John Corpus, CEO of Milyoni, a firm that helps convert Facebook fans into customers, is bullish but clear-eyed on the site’s potential as a sales medium.
“When you look at its earnings report, it talks about use growth, daily active users and international growth,” Corpus says. “The interesting thing is that [management] didn’t talk about company growth and company participation. They talked a little about advertising, but not about the companies that are investing in advertising. Are they top Fortune 1000 firms? Is Facebook targeted to small- and medium-sized businesses? Who are they targeted at?”
Actually, it’s a mix. Sandberg offered generalizations, saying that most of the Advertising Age Global 100 are represented every quarter on Facebook. But, she notes, they spend a small amount of their budgets with Facebook while consumers spend a amount of time on the site.
Marketers Face Hurdles In Using Facebook
At the same time, small- and medium-sized marketers have experienced hurdles in participating in Facebook. “The advertising experience on Facebook is complicated to date,” Sandberg said during the earnings call. “And that is mainly because we are a completely new kind of marketing. We are not TV, we are not search. We are a third medium. And that presents a challenge, because the messages that talk at consumers on other platforms need to really be adapted and changed to be more inclusive. The right ad on TV or on search is the wrong ad for Facebook. Facebook marketers need to learn how to make their ads a two way dialog with consumers.”

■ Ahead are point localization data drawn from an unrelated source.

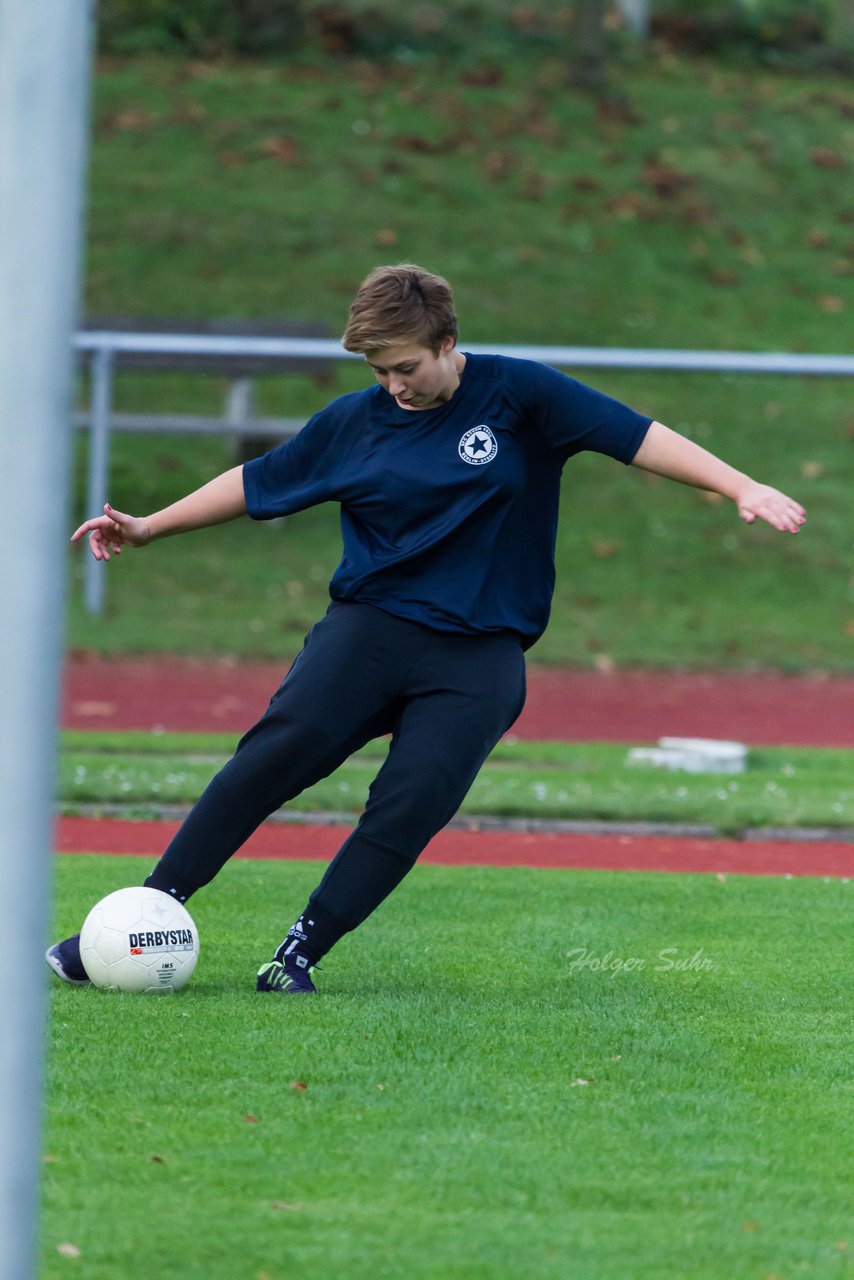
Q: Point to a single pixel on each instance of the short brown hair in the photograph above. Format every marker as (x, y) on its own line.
(401, 304)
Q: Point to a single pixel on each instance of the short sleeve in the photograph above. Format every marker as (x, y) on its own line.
(292, 476)
(575, 417)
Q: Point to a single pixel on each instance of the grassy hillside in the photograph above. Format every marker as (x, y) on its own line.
(713, 210)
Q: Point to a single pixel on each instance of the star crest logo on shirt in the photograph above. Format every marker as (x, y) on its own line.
(478, 446)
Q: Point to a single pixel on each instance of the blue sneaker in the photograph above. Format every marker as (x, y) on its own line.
(287, 977)
(64, 959)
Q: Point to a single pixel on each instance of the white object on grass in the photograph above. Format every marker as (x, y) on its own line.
(138, 940)
(693, 755)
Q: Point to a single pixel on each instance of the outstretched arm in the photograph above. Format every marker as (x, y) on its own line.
(214, 503)
(671, 455)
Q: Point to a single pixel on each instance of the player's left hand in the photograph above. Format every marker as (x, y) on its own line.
(759, 501)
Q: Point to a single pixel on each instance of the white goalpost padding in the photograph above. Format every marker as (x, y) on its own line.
(44, 117)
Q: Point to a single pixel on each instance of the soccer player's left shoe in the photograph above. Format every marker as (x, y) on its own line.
(64, 959)
(287, 977)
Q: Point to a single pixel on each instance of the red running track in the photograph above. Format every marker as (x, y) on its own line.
(493, 849)
(572, 705)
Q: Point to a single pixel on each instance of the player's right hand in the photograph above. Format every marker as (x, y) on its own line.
(112, 531)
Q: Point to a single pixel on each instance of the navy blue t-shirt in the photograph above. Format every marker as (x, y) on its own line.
(448, 515)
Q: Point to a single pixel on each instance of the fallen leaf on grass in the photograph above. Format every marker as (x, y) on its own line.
(722, 275)
(283, 150)
(485, 77)
(665, 179)
(606, 548)
(825, 158)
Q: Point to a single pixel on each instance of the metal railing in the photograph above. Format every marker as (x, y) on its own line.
(103, 347)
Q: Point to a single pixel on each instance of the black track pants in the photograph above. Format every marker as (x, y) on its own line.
(446, 700)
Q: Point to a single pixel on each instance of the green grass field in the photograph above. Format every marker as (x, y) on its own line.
(716, 215)
(782, 786)
(479, 1091)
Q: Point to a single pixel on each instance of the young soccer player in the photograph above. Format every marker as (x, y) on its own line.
(448, 474)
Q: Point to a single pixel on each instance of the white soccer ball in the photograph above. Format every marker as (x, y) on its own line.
(138, 940)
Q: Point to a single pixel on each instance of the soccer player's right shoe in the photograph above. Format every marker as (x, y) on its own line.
(287, 977)
(64, 959)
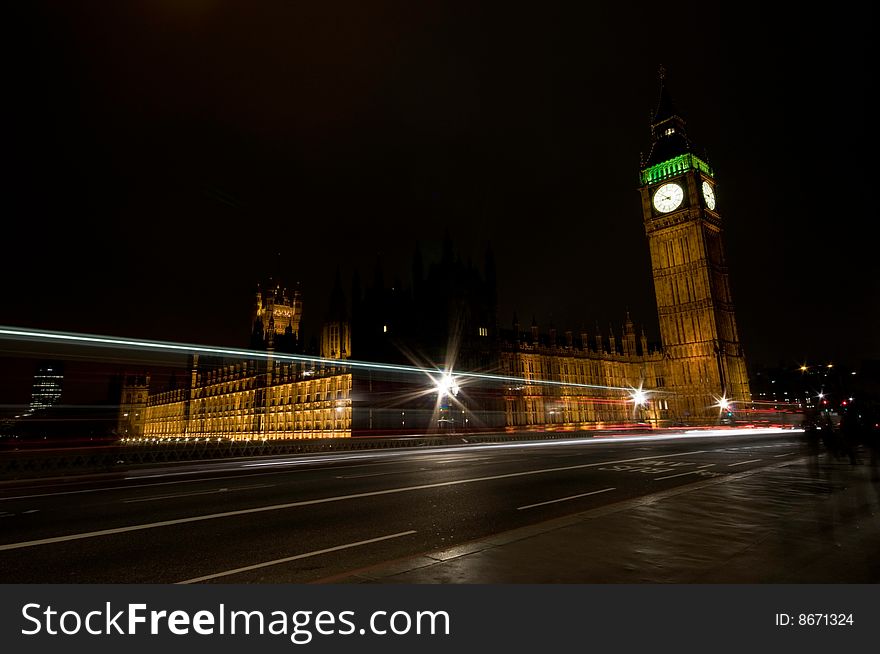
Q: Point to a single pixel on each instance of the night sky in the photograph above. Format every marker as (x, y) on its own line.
(165, 156)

The knowledge and manpower needed to do this may not be as readily available to smaller marketers, she said, adding that Facebook is actively seeking to educate smaller marketers into how to best use it.

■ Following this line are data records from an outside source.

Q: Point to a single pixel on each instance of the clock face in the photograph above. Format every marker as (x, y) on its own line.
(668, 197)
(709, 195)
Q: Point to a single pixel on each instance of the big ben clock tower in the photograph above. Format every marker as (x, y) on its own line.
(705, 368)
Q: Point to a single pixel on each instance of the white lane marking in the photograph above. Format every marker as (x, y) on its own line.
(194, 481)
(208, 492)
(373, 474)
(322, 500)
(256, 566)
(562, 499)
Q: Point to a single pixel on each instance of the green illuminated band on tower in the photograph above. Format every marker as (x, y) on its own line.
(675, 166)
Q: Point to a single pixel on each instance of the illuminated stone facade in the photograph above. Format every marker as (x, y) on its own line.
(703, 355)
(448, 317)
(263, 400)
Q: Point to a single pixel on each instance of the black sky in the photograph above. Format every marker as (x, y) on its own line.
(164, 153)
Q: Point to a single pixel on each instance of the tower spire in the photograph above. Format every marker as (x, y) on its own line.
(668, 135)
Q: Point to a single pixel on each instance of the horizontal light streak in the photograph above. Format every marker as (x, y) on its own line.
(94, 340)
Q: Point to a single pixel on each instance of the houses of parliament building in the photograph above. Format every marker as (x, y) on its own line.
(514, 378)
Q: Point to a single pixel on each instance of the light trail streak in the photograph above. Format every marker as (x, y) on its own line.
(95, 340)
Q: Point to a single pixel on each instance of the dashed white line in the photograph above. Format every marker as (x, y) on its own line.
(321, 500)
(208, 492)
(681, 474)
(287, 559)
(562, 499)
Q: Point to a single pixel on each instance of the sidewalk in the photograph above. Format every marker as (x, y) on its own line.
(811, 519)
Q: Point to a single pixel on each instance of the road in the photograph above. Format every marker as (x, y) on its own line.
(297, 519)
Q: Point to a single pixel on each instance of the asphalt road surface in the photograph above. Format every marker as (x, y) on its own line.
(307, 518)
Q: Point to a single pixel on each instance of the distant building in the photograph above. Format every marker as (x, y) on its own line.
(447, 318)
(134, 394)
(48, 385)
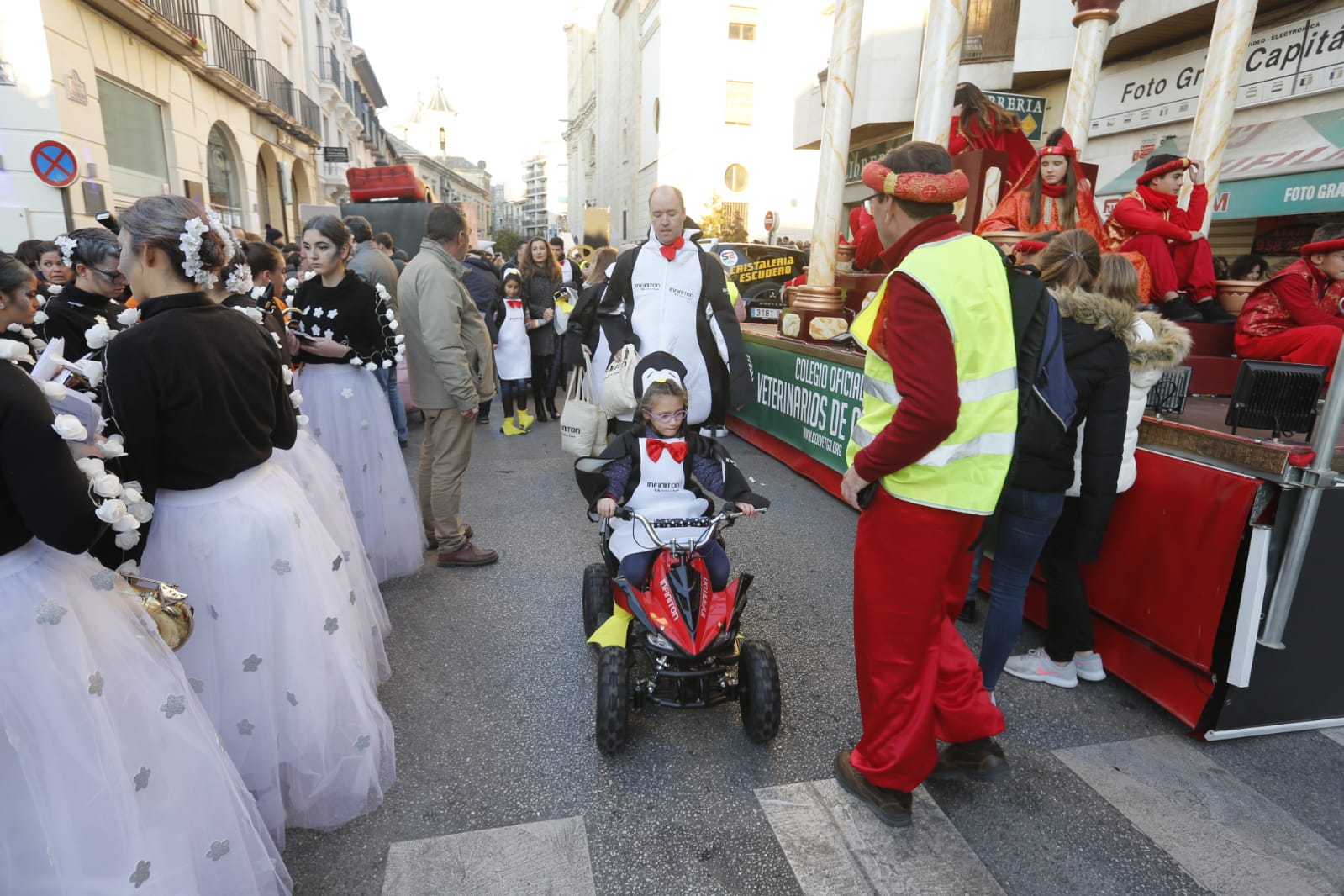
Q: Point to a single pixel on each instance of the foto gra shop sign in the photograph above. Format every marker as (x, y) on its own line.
(1294, 60)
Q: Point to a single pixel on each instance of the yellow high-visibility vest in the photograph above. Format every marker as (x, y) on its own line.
(965, 277)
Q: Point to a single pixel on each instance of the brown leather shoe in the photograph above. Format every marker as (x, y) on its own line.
(468, 555)
(975, 761)
(432, 540)
(890, 806)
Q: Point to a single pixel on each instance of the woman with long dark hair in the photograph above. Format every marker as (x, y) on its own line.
(197, 391)
(978, 123)
(540, 278)
(348, 330)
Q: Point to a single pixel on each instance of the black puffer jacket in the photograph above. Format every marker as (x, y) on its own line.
(1095, 330)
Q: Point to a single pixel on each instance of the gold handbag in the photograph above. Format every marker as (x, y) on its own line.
(167, 606)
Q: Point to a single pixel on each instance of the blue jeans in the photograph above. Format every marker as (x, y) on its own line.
(1025, 520)
(387, 379)
(636, 566)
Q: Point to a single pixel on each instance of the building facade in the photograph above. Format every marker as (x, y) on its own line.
(646, 110)
(1285, 152)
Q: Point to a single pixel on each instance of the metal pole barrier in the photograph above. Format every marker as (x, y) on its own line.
(1316, 477)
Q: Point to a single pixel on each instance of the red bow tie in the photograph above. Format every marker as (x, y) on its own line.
(655, 449)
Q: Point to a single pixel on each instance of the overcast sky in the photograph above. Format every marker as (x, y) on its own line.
(503, 66)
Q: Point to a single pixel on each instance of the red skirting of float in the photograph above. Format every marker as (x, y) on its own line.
(787, 454)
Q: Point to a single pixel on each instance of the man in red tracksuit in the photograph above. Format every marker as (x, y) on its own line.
(1294, 316)
(917, 677)
(1149, 222)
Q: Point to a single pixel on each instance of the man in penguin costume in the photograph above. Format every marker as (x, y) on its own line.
(668, 296)
(663, 472)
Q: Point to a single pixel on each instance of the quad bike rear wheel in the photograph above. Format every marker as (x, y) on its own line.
(613, 700)
(758, 691)
(597, 597)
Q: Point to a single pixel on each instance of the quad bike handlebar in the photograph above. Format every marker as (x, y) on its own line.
(709, 523)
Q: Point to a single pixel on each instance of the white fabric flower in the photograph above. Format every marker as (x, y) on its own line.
(92, 371)
(143, 511)
(97, 336)
(125, 524)
(107, 485)
(113, 446)
(67, 426)
(110, 511)
(90, 466)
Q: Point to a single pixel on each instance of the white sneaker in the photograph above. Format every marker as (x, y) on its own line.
(1036, 665)
(1088, 668)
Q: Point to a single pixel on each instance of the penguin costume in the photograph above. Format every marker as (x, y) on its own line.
(663, 476)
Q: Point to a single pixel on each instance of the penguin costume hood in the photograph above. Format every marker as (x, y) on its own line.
(616, 473)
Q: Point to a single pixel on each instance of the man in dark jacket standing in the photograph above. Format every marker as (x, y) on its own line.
(484, 285)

Other reasons for reluctance among advertisers to test Facebook may be rooted in a lag in trust and security between it and potential marketers.
“When Facebook started it was very focused on user engagement,” Corpus says. “But it had and still has a notion of a hacking-type culture. It doesn’t have an enterprise approach to how it releases things into the world. [Users and marketers] get introduced to new features without knowing it.
“Corporations don’t like surprises, and part of the hacking culture is that it turns out code at a rapid pace, and there tend to be surprises about what is coming out.”
That said, what Facebook has to offer advertisers in terms of users’ personal information is enormous. Between the information the company collects on signup and the behavioral and self-reported preference information it collects, it could potentially come as close to offering a 360-degree view of consumers as any single firm does.
But Corpus characterizes Facebook’s ability to monetize its data resources as “mediocre at best”.
“The data it captures, in amount and reach, is a marketer’s dream,” he says, adding that part of why he characterizes the company’s efforts is the sheer scope of data available.
“How do you go to a consumer products firm and say ‘look at all this data? How can you make sense of all this data to get better advertising and results’?”
Facebook will also need to improve how it is accessed on mobile devices before it is accepted as an ecommerce platform. Facebook apps, especially third-party apps, have a reputation for not translating well from the desktop to the phone.
“Look at Facebook’s international growth,” Corpus says. “[Other countries] have been, and will be a more mobile-ly advanced group. Brazil and Asia are more dependent on the devices than we are. It makes sense that there will be huge growth opportunities for them as they move into mobile and international [arenas].”